Buddy emmons pedal steel guitar speed licks professional#

Paul plucked on this for about six months, after which he got his first pedal steel, a Fender 400.Įxcept for a Hawaiian steel guitar teacher who knew nothing about pedals, but who was able to show Paul the rudiments of picking and bar control, there were virtually no professional steel players or instructors around Detroit.

buddy emmons pedal steel guitar speed licks

So Paul Sr., an inveterate tinkerer, converted an old Vega guitar into a dobro-like instrument. When the younger Franklin was eight, his father asked him if he would like to play an instrument, and the son replied a steel was what he desired.

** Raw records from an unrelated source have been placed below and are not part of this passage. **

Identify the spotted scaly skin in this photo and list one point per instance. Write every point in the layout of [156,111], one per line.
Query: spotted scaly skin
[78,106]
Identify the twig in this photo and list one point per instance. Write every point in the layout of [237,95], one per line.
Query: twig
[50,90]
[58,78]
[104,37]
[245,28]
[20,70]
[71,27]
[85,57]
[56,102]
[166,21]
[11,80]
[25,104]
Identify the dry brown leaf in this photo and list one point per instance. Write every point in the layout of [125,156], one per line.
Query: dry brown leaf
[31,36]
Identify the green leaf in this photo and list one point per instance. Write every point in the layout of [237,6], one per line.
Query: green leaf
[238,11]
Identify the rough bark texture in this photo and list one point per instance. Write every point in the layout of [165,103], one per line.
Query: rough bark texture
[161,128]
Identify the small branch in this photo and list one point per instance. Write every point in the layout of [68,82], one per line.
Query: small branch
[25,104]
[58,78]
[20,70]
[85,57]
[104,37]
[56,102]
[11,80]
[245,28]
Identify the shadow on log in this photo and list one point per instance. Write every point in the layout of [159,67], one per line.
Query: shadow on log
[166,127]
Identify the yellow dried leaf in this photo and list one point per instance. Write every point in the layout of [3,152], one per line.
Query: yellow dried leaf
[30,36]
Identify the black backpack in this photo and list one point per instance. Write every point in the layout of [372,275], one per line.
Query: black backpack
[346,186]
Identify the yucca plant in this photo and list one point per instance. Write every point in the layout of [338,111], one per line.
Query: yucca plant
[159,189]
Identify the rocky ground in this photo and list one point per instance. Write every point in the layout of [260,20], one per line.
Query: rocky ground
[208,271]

Paul Franklin was born on May 31, 1954, in Detroit, and there was always a great deal of country music around the house since his father, Paul Sr., loved the steel guitar. When Paul's not on the road as a member of country singer Mel Tillis' band, he jams around Nashville, does recording sessions with the likes of Linda Hargrove and Jerry Reed, answers calls for commercial jingles for RC Cola, Chevrolet, and others, cuts his own LPs, tapes steel guitar instructional material, and helps his father build Franklin steel guitars Noted for his supple single-string picking style and use of numerous effects - including a Korg X-911 guitar synthesizer - he elevates the steel guitar beyond its traditional role, infusing it with a meaning of its own apart from country and Hawaiian music. PAUL FRANKLIN is one of the newer breed of steel guitarists who is changing the whole concept of the instrument. Paul Franklin, Pete Drake, Herb Remington and Rusty Young. Interviews with notable steel guitar players.